-----Oorspronkelijk bericht-----
Van: r-sig-mixed-models-bounces at r-project.org
[mailto:r-sig-mixed-models-bounces at r-project.org] Namens
Kvingedal, Eli
Verzonden: woensdag 10 maart 2010 15:08
Aan: r-sig-mixed-models at r-project.org
Onderwerp: [R-sig-ME] mixed effects models and pseudo replication
Hi,
I am analysing effects of local population density on fish
performance (e.g. weight). My dataset is based on fish
sampled from different sites (17 stations) and in addition to
measures on individual performance, I have information on age
(0 and 1). On site level, I have information on fish
densities for both age groups.

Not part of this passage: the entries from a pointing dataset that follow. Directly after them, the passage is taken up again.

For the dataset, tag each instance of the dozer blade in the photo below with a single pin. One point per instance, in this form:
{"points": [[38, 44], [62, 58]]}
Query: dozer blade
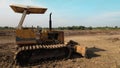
{"points": [[80, 50]]}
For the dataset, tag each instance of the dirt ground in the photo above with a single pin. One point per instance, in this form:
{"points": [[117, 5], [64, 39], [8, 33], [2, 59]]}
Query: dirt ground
{"points": [[103, 51]]}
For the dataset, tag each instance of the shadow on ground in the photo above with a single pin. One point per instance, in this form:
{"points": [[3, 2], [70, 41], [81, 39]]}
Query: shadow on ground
{"points": [[90, 54]]}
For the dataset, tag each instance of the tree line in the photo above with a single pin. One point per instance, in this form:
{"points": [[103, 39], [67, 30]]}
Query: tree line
{"points": [[72, 28]]}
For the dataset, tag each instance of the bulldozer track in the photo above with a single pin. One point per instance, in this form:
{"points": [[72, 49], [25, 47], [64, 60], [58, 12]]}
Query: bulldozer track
{"points": [[56, 49]]}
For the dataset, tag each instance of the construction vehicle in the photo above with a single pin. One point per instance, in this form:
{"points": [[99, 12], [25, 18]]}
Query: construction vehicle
{"points": [[35, 44]]}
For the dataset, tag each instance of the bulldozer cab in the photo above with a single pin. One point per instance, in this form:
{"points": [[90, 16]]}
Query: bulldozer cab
{"points": [[35, 35]]}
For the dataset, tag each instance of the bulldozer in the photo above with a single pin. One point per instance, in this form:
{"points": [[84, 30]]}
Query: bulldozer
{"points": [[35, 44]]}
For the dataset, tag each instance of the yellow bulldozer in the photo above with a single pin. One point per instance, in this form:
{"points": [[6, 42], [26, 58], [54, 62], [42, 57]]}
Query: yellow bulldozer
{"points": [[35, 44]]}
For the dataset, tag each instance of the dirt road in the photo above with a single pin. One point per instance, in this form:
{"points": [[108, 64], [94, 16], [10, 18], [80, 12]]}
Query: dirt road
{"points": [[103, 52]]}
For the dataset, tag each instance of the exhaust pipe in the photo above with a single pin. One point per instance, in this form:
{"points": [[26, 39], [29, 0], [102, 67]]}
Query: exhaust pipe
{"points": [[50, 22]]}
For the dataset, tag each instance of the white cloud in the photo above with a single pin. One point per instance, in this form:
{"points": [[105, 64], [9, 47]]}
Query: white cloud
{"points": [[109, 18]]}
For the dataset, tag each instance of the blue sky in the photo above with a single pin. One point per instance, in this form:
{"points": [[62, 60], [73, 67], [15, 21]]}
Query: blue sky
{"points": [[65, 13]]}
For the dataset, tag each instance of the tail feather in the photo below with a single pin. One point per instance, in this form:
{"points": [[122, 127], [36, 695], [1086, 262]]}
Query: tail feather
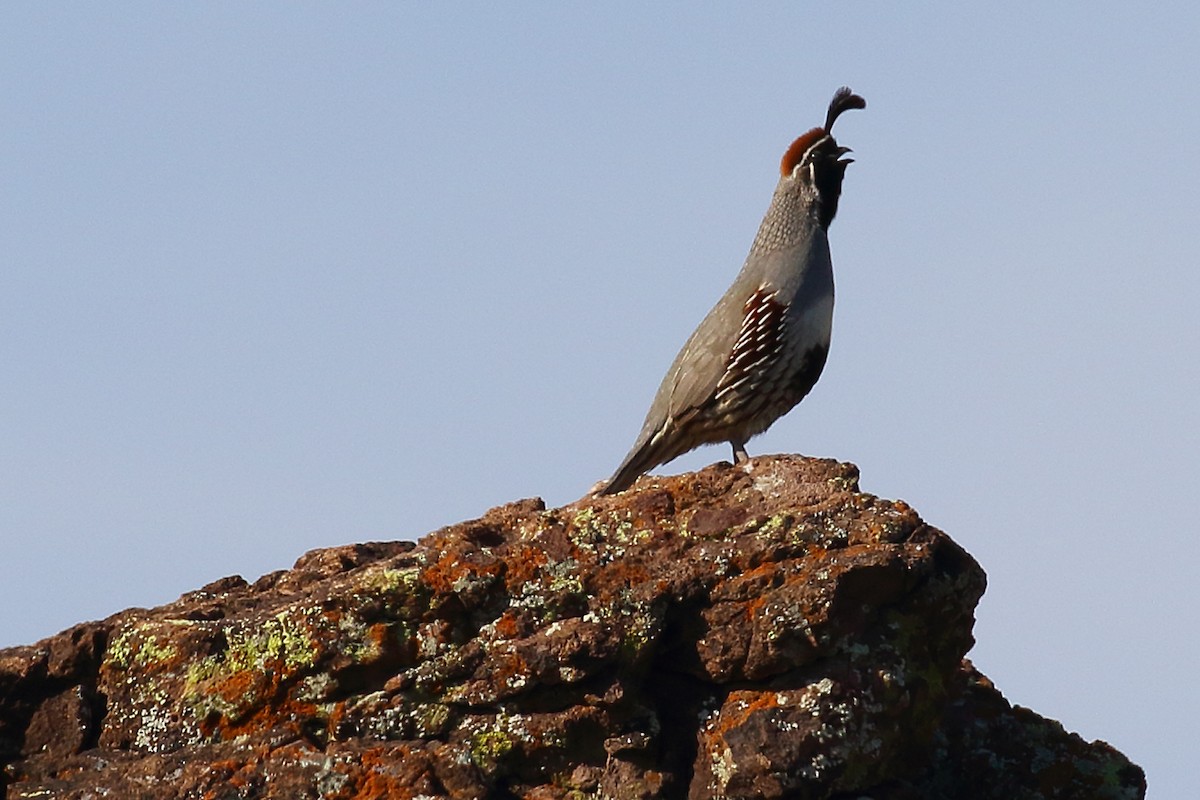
{"points": [[646, 455]]}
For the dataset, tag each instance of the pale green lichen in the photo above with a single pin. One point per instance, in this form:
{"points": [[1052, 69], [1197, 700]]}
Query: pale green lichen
{"points": [[137, 647]]}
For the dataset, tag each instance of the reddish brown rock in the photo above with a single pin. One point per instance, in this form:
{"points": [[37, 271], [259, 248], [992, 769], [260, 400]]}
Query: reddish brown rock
{"points": [[759, 632]]}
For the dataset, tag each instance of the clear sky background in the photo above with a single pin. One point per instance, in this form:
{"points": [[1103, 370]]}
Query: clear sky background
{"points": [[285, 276]]}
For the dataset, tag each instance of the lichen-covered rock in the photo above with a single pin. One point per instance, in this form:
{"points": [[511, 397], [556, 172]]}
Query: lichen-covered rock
{"points": [[763, 631]]}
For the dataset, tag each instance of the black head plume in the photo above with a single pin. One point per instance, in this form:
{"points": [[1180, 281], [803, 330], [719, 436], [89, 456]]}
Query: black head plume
{"points": [[843, 101]]}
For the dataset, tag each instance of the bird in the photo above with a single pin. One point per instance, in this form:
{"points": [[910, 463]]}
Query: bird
{"points": [[762, 347]]}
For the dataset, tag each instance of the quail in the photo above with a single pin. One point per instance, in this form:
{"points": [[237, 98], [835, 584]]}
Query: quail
{"points": [[762, 347]]}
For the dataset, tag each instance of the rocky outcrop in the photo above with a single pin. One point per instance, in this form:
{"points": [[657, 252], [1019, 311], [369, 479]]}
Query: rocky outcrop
{"points": [[767, 631]]}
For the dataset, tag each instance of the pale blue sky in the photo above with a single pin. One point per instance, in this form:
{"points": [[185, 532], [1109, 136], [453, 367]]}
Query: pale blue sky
{"points": [[283, 276]]}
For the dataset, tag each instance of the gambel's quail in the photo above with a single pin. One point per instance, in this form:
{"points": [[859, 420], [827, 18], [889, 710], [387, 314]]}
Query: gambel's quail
{"points": [[763, 344]]}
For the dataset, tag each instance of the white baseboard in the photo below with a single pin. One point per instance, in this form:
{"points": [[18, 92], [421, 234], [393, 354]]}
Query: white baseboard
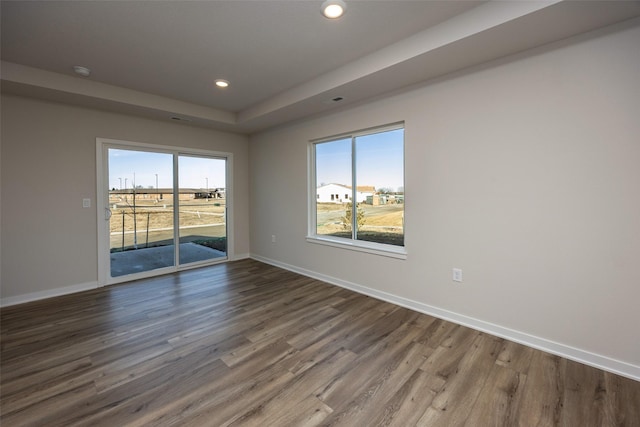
{"points": [[34, 296], [596, 360], [238, 257]]}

I am interesting in estimating
the effects of fish density on performance and particularly
interested in determining possible differences between age
groups in the density response.
Traditionally, these kind of data are analysed based on mean
values (ancovas). However, based on mixed effects model, the
among individual variance will be included in the analysis
and not just averaged out. I started by using lmer (lme4
package), but realizing that the variance is increasing with
density, I switched to lme (nlme package) and applied
variance structures.
My starting model is thus:
m1 <- lme(weight ~ age*density0 + age*density1, random =
~1|station, weights=....)
with station and age as factors.
Now, my issue is pseudo-replication. The summary table shows
that the factors age and age*density have very high degrees
of freedom (~700) and accordingly low p-values. It seems to
me like age and the interactions between age and density are
analysed as if the samples were independent, and if so, it
means pseudo-replication, doesn't it?
If I set up an alternative random structure allowing for
random variance between age classes within station:
m2 <- lme(weight ~ age*density0 + age*density1, random =
~1|station/age, weights=....)
the summary table is more like I think it should be: 14 df
for all fixed effects parameters and interactions, and the
p-values seem more realistic.
When comparing m1 and m2 (REML estimation), however, m2 do
not provide better fit, and based on literature (e.g. Zuur et
al. 2009), then I should use m1.
Testing the significance of the interaction terms by model
comparisons (which is what I do to find the optimal model),
the significance levels of the likelihood ratio test for
specific interaction terms are equivalent whether I use
station or station/age as random factors. Which is sort of
comforting.
So, my question is, do I really control for
pseudo-replication in the estimation of all fixed effects and
interactions when using m1? If so, why these high dfs in the
summary table??
I would really appreciate if someone could enlighten me!
Regards,
Eli